Thursday, 30 December 2010

Robbing me deaf and blind

I ran into Mr Dependency in the slum, which was jumping to the sound of a dance routine.

‘I have nothing to drink,’ he said.

I couldn’t hear, so in old-man fashion, craned my body forward and bent my ear towards his mouth.

‘What?’

Every evening, women in the slum gather in a wired-fence area next to the main road for exercise.

A trim looking thing gets up on a box and shows off her aerobics moves. The women facing her, who tend to be much larger, follow her movements.

Thais can’t do anything without noise accompaniment, and so it is with this routine. A hip-hop song blares from a sound box next to the aerobics coach.

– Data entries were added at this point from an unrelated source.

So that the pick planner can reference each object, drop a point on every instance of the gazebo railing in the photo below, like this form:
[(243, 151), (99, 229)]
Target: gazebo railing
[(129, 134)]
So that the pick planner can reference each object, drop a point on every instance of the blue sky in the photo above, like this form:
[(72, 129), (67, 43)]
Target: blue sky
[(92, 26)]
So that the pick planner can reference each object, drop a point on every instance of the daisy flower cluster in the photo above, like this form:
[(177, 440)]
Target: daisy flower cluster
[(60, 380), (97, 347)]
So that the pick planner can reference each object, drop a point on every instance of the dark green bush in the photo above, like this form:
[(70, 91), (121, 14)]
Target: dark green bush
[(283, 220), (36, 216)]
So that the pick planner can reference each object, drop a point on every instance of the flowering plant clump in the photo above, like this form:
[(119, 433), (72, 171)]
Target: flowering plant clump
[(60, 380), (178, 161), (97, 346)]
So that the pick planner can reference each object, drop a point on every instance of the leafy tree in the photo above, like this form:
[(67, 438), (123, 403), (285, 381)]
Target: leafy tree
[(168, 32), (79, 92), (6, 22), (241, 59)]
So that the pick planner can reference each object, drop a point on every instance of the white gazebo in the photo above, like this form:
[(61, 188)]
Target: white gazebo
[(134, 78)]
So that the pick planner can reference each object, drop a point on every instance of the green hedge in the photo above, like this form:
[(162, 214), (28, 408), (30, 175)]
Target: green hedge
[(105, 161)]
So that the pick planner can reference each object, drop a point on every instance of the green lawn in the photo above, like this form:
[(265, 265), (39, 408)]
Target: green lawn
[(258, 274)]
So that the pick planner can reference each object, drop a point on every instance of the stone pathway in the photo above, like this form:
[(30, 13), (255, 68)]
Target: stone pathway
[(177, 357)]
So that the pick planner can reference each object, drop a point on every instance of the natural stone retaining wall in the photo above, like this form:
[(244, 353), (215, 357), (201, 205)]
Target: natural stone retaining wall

I was heading to work, but dropped in on my favourite slum shop to buy a laab moo (spicy pork salad) dish.

I was hoping to avoid Mr Ball, whose mother had called moments before I left home.

‘Ball wants to talk,’ she said almost guiltily, and passed over the phone.

‘Farang Mali, aren’t you dropping in today?’ he asked.

‘I have to go to work. I am in a hurry...but I will see you tomorrow,’ I said.

Ball wanted me to buy him alcohol. It was evening, the time when any self-respecting hard man from the slum will start contemplating how to fill his belly with the brown stuff for the evening.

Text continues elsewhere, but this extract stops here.